Stock (Œuvres complètes, volume 7p. 102-109).


VI

Mon cher Boris, — dit la princesse Anna Mikhaïlovna à son fils, quand la voiture de la comtesse Rostov, qui les emmenait, traversa la rue couverte de paille et entra dans la vaste cour du comte Kiril Vladimirovitch Bezoukhov, — mon cher Boris — dit la mère en sortant sa main de son vieux manteau, et la mettant d’un geste timide et tendre sur le bras de son fils — sois caressant, attentif ; le comte Kiril Vladimirovitch est ton parrain, c’est de lui que dépend ton avenir.
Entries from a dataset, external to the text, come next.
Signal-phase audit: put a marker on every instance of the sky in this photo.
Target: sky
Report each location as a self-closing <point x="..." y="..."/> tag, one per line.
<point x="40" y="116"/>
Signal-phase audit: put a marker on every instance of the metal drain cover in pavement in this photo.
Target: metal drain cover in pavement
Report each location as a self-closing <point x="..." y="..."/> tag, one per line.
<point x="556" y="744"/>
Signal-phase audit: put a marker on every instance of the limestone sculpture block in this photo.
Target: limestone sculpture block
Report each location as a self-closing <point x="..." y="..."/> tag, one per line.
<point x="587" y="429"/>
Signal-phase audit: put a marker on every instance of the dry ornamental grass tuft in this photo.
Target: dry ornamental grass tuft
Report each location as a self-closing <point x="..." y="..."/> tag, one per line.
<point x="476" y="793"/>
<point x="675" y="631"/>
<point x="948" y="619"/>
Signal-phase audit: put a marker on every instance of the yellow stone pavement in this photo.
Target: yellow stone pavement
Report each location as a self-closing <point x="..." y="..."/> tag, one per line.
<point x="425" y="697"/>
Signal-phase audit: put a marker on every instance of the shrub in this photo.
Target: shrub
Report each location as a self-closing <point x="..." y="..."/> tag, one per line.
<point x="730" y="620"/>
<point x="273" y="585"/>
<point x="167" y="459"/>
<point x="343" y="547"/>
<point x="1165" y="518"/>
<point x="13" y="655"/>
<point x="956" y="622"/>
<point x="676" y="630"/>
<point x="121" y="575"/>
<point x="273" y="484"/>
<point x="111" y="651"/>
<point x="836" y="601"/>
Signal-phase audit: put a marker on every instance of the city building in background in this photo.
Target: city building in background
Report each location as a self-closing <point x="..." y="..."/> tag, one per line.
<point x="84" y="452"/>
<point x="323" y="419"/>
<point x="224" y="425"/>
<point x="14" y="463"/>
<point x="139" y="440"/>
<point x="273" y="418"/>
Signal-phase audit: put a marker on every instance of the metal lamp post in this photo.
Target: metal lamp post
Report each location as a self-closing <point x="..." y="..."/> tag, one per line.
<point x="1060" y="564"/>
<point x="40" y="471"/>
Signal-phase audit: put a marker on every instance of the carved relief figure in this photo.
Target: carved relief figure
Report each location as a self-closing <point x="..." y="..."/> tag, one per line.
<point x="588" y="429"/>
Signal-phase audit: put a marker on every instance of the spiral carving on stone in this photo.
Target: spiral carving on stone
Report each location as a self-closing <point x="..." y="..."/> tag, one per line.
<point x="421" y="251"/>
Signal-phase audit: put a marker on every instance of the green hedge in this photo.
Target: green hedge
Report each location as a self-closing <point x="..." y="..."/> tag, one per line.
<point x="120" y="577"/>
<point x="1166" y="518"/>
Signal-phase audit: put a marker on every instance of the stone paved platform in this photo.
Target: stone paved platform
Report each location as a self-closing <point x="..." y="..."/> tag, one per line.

Ne l’oublie pas, mon fils, sois aussi gentil que possible, comme tu sais l’être…

— Si je savais qu’il en sorte quelque chose autre que l’humiliation… — répondit le fils. — Mais je vous ai promis de faire cela pour vous.

Bien qu’une voiture quelconque fût près du perron, le suisse examina des pieds à la tête la mère et le fils (qui sans se faire annoncer entraient directement dans le vestibule vitré, entre deux rangs de statues dans leurs niches), et, regardant le vieux manteau, d’un air important, il leur demanda qui ils voulaient voir : les princesses ou le comte. À la réponse, le comte, il informa qu’aujourd’hui, son Excellence étant pire, son Excellence ne recevait personne.

— Nous pouvons partir, — dit le fils, en français.

Mon ami, — prononça la mère d’une voix suppliante, en touchant de nouveau la main de son fils, comme si ce seul contact pouvait le calmer ou l’exciter. Boris se tut et sans enlever son pardessus, d’un air interrogateur, regarda sa mère.

— Mon cher. — fit d’une petite voix douce Anna Mikhaïlovna en s’adressant au suisse — je sais que le comte Kiril Vladimirovitch est très malade… c’est pourquoi je suis venue… je suis parente… je ne dérangerai pas, mon cher… mais il me faut voir le prince Vassili Serguéievitch : il s’est arrêté ici. Annonce, je t’en prie.

Le suisse tira la sonnette d’en haut et se détourna mécontent.

— La princesse Droubetzkaïa au prince Vassili Serguéievitch — cria-t-il au valet en habit, bas et souliers, qui accourait d’en haut, et regardait au-dessus de la rampe de l’escalier.

La mère rajusta le plus possible sa robe de soie teinte, se regarda dans le miroir de Venise fixé au mur, et bravement, dans ses gros souliers, elle suivit le tapis de l’escalier.

Mon cher, vous m’avez promis, — dit-elle de nouveau à son fils en lui touchant le bras. Le fils la suivait docilement, les yeux baissés.

Ils entrèrent dans la salle dont une des portes menait dans les chambres du prince Vassili.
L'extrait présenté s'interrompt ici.